The Edinburgh Film Festival opened Wednesday to a warm reception for Sam Mendes and the international premiere of his road comedy “Away We Go.”

Blustery rain gave way to evening sunshine just in time for Mendes, his star John Krasinski and supporting actress Carmen Ejogo to kick off the 63rd edition of the world’s oldest continually running film fest. Patron Sean Connery was also on hand to add red-carpet star power.

“Away We Go” may be the smallest movie, in terms of budget, that Mendes has made so far, but it’s comfortably one of the biggest at this year’s event, which runs till June 28.

“I particularly didn’t want to take this film to Cannes. I find the scale of that festival overpowering. It can swamp smaller films,” Mendes said. “Maybe a movie like this gets a better look-in somewhere like this.”

Apart from hosting the U.K. bow of “Ice Age: Dawn of the Dinosaurs,” this year’s fest is continuing its traditional focus on edgy and experimental work by emerging filmmakers.

Fest director Hannah McGill is tracking the industry trend toward ever cheaper digital production, showcasing a slew of new Brit microbudget movies such as Lindy Heymann’s “Kicks” and Stuart Hazeldine’s “Exam.”

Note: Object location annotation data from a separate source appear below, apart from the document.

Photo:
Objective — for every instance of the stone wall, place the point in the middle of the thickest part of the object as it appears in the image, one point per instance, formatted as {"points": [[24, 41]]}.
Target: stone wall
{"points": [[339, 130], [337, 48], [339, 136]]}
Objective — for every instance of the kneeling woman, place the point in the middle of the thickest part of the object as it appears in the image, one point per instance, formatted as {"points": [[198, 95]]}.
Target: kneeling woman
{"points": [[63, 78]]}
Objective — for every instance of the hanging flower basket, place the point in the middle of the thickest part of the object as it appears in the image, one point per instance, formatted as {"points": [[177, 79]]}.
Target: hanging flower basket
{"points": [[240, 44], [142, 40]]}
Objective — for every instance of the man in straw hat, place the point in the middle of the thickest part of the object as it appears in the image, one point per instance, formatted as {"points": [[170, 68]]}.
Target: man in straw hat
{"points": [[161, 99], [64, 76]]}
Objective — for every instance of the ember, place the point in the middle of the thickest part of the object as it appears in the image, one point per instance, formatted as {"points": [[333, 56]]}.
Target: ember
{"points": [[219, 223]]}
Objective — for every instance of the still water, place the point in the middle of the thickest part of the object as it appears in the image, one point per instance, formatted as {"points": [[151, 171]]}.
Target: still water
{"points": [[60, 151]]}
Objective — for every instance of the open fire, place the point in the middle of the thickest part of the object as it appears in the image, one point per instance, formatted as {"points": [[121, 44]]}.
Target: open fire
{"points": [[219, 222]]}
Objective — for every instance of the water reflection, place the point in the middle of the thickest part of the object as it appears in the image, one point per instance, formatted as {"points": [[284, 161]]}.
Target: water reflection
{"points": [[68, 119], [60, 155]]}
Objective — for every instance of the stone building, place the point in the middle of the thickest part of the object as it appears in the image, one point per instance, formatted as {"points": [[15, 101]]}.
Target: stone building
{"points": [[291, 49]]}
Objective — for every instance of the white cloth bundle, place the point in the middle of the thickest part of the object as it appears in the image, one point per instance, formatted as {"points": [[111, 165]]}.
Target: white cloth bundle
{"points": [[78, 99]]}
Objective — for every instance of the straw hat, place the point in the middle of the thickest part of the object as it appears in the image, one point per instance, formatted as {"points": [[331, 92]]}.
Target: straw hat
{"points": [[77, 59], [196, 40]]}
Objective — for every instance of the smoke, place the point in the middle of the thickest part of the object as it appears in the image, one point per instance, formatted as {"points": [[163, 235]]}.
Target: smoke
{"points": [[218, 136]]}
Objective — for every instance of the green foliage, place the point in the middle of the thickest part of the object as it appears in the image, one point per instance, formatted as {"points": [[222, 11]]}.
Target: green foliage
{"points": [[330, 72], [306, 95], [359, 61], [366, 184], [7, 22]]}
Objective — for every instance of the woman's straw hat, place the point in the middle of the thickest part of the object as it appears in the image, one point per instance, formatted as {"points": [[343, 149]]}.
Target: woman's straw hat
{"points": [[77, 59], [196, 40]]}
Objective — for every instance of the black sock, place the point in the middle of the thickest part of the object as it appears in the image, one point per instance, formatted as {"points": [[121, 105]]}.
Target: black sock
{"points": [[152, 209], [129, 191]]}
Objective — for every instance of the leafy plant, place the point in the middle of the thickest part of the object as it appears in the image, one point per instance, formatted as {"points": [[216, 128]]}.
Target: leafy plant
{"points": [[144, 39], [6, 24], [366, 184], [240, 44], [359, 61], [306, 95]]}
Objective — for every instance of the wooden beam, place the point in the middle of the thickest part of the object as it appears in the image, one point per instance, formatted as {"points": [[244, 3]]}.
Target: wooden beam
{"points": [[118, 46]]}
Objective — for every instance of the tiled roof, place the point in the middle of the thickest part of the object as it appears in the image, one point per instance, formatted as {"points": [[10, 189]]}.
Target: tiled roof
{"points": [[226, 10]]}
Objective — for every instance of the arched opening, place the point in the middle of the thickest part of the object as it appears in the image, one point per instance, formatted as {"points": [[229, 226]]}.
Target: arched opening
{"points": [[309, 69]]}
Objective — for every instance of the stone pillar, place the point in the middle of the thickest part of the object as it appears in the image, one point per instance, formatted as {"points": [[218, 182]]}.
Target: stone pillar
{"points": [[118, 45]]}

This trend has been taken to the extreme by Shane Meadows, last year’s winner of Edinburgh’s Michael Powell award for Brit feature with “Somers Town.” He’s back this year with “Le Donk,” an improvised pic shot for $50,000 in just five days.

Meadows is using the fest as a launchpad for his concept of Five-Day Features.

Among Americans bringing world premieres to Edinburgh are Mary Sweeney with “Baraboo” and Ryan Denmark with “Romeo and Juliet vs. the Living Dead.”

Kathryn Bigelow’s “The Hurt Locker,” Steven Soderbergh’s “The Girlfriend Experience” and Greg Mottola’s “Adventureland” are also using Edinburgh to reach out to the U.K. audience.

The fest has brought over a contingent of Hollywood agents, including UTA’s Jeremy Barber and ICM’s Peter Trinh, in a bid to advance its status as a platform for discovering new talent.

Roger Corman, Joe Dante and Darren Aronofsky are among the veteran filmmakers due to make appearances, with the fest devoting a retrospective to Corman. There will also be a rare public interview with legendary Scottish auteur Bill Forsyth.

Director Joe Wright is chairing the Michael Powell jury, while there is also a new prize this year for international feature.